Dzielono w Zajączkowie władzę nad Europą czego dowodem są tytuły jakimi się określili - królów, wicekrólów i książąt Włoch, Holandii czy krajów niemieckich. W szranki walki o władzę i jedynie słuszną interpretację prawdy stawali zawzięty Stary, doświadczony towarzysz, czujny WPK, zapalczywy apacz. Kamp pewny o swą dziedzinę obserwował ze spokojem swary współbraci. Louis Nicolas uważnie przysłuchiwał się wywodom starszych, doświadczenie zbierając, ale także celnymi uwagami się popisując. Pozory to jednak tylko były konfliktu, gdyż wspólna pasja ich łączyła i sympatia niezmącona. Dwie noce, aż do pierwszych brzasków dnia trwał ten przerażający dla profanów sabat. Jego uczestnicy strudzeni snuciem swych niecnych planów, choć wzmocnieni złotym napojem, padali kolejno wyczerpani na swych kwaterach. Gospodarze pałacu, którzy nie dość sprawnie udostępnili andeapolsrd należne mu apartamenty poznali moc jego straszliwego gniewu podobno prewencją zwanego.
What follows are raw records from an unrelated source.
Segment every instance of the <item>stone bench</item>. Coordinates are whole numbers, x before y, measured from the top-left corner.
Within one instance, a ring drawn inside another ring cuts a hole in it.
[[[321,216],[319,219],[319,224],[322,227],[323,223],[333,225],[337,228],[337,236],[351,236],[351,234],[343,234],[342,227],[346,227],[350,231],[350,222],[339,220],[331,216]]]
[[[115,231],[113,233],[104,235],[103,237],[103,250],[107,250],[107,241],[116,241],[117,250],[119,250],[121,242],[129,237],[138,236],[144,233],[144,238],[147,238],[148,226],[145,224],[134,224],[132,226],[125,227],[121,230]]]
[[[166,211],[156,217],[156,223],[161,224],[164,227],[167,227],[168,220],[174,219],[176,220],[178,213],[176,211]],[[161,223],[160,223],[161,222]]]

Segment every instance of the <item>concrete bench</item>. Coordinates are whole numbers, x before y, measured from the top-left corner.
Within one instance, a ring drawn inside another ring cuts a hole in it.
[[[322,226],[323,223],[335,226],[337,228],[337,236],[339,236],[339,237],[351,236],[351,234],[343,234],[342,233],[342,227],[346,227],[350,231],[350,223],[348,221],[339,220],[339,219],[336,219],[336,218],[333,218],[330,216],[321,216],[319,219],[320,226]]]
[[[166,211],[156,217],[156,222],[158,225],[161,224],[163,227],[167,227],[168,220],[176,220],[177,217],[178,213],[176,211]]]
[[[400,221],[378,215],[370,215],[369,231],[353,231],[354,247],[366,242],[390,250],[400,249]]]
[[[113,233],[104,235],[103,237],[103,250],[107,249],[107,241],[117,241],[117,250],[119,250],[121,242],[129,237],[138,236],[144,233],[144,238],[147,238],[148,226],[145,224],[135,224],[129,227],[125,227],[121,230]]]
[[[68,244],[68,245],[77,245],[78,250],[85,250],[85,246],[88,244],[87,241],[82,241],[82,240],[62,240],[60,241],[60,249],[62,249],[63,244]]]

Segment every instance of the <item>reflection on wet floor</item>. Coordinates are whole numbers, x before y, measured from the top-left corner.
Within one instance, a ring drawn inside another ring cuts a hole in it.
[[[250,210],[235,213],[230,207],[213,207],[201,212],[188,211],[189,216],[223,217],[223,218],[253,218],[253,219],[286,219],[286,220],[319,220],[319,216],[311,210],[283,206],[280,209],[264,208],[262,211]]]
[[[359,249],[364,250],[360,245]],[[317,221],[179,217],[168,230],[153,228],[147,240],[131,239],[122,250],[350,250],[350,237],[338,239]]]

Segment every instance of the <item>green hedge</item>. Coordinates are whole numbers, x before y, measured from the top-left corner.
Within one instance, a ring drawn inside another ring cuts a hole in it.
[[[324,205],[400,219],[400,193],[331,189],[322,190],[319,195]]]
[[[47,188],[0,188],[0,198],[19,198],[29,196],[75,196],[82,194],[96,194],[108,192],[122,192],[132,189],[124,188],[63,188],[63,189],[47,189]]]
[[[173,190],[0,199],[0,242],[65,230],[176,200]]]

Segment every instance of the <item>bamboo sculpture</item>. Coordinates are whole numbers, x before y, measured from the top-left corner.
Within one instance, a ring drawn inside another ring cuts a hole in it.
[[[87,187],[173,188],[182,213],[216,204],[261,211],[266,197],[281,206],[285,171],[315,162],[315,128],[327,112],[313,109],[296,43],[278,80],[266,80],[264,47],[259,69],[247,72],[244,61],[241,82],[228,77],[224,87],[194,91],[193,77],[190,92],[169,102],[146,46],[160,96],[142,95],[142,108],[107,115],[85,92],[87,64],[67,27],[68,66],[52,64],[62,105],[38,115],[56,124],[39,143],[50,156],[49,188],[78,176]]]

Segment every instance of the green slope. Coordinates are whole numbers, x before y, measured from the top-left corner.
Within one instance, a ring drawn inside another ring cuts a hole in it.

Pałacowy klucznik, który przebywał dotąd w zbawiennym błogostanie umilającym mu odbiór rzeczywistości, odtąd całkowicie trzeźwy stawał przed nim pełen szacunku i bojaźni, a jego pies w tajemniczy sposób zamilkł... Wszystko to znakiem było i dowodem owego złowrogiego spotkania. Ponadto niecne ich moce, które wbrew wszystkim prognozom meteorologicznym zapewniły piękną pogodę nad Zajączkowem, skierowały chmury deszczowe nad Albion, przez co nasz Robert Kubica wypadł z toru, umożliwiając zwycięstwo obcym narodowo i rasowo konkurentom!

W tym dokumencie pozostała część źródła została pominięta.